Click here to watch Ashley Moser's report.

The wait is over. The first look inside the shipping containers-turned-homes is here. The pastel yellow and orange shipping containers are the first living units installed at Hale Mauliola on Sand Island. They're meant to help combat Hawaii's housing epidemic.

One by one they're put in place taking up two 8-by-20-foot spaces on this one acre lot. City officials say both units are ADA compliant and each can house two people.

"By the surveys we have to allow for accessibility for the handicap people and we knew looking at the population of the homeless all over the island," said Deputy Director of Facility Maintenance Ed Manglallan.

The project, a little over a year old, was put on hold until this summer because of questions about the land.

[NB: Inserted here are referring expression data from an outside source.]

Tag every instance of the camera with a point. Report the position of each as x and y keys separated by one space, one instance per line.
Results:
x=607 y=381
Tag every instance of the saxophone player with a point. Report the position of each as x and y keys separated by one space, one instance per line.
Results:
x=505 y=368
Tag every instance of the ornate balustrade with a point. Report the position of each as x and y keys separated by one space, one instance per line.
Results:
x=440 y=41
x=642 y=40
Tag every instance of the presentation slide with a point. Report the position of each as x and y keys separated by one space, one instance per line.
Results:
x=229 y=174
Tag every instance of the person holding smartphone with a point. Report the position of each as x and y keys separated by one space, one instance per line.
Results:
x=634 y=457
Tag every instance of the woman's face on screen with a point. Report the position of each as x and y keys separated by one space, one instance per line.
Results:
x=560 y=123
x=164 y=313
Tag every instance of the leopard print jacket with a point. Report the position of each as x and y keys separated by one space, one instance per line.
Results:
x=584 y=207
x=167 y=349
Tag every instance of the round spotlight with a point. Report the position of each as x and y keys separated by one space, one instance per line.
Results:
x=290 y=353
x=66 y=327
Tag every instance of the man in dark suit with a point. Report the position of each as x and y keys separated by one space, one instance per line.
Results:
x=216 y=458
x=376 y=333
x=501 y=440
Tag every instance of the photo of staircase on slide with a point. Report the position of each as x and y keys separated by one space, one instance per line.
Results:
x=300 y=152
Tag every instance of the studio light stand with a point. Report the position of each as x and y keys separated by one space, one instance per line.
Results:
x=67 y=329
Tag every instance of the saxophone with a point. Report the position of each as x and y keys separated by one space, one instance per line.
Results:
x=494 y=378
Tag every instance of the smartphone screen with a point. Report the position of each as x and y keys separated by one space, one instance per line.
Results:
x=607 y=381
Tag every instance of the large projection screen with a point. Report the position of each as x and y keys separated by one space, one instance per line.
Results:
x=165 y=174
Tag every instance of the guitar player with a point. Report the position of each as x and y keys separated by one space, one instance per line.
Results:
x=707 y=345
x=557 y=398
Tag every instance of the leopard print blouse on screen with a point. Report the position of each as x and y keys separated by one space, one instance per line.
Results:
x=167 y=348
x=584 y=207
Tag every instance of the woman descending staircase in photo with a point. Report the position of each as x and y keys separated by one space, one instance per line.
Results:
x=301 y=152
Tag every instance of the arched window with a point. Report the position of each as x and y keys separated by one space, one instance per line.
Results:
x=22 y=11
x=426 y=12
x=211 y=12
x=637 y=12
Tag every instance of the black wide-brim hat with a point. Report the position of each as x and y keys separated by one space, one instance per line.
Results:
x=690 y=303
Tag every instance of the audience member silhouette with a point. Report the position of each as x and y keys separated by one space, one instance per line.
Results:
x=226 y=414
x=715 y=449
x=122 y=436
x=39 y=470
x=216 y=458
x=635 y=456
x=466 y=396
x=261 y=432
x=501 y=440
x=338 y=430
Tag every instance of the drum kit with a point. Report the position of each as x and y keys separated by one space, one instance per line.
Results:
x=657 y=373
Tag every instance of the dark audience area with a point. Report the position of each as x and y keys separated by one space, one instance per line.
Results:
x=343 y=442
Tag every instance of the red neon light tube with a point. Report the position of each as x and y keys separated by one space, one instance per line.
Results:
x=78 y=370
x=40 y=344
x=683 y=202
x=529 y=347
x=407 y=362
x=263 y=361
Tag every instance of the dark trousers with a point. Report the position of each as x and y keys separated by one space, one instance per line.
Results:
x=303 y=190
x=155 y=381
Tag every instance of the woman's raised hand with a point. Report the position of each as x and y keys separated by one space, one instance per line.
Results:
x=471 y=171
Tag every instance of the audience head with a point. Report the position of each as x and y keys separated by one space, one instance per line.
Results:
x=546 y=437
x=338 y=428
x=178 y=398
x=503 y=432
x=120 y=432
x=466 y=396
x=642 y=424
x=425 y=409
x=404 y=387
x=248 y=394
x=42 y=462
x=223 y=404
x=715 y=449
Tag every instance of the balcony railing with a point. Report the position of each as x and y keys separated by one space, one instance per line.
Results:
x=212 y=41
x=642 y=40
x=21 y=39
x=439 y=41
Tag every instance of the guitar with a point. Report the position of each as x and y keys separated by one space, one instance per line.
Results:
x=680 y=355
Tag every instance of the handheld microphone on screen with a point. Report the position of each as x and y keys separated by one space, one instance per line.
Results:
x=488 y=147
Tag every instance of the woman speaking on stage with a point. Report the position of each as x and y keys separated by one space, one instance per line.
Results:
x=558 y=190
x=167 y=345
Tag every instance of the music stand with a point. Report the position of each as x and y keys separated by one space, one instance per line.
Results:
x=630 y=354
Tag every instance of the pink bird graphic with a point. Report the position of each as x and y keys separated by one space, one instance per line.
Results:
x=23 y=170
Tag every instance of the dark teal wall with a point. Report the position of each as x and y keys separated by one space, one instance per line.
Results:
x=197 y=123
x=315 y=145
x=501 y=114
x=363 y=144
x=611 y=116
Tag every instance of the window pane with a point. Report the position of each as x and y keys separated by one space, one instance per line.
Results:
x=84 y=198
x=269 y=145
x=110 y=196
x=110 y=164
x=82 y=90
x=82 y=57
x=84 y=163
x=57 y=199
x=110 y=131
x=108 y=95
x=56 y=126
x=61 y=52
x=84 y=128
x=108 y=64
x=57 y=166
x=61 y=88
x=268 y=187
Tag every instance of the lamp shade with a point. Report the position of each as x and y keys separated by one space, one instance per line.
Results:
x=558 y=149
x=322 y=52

"There were speculations before that the soil was contaminated, so we waited for the state department of health to test the soil," said Manglallan.

The results -- nothing beyond the allowable limits for hazardous material. So, crews cleared the overgrown brush and added a fence and light poles.

Crews had to add about six inches of gravel to level off this area and to add a proper storm drain. The gravel used is recycled asphalt paving collected from roadwork around the city.

The material makes for mobility so crews can move the containers if needed. By December, there will be 25 of these, half offering three bedrooms and the other ones will offer two bedrooms. Each one is insulated and coated with heat resistant paint to keep occupants cool.

"If you're outside in the sun and it's 90 degrees. If you go under a shade tree, it's 85 degrees. Well, we've got something here that's even better than that," Chris Thometz of Container Storage Company of Hawaii.

Container Storage Company of Hawaii fitted the spaces with code access doors, windows and vinyl flooring for easy cleanup.

"It's not the end solution. The end solution is obviously employment, housing but at least this gives them dignity and a place that they can comfortably you know rebuild their lives," said Thometz.

City officials expect to deliver all units by the end of the year providing temporary housing for up to 87 people.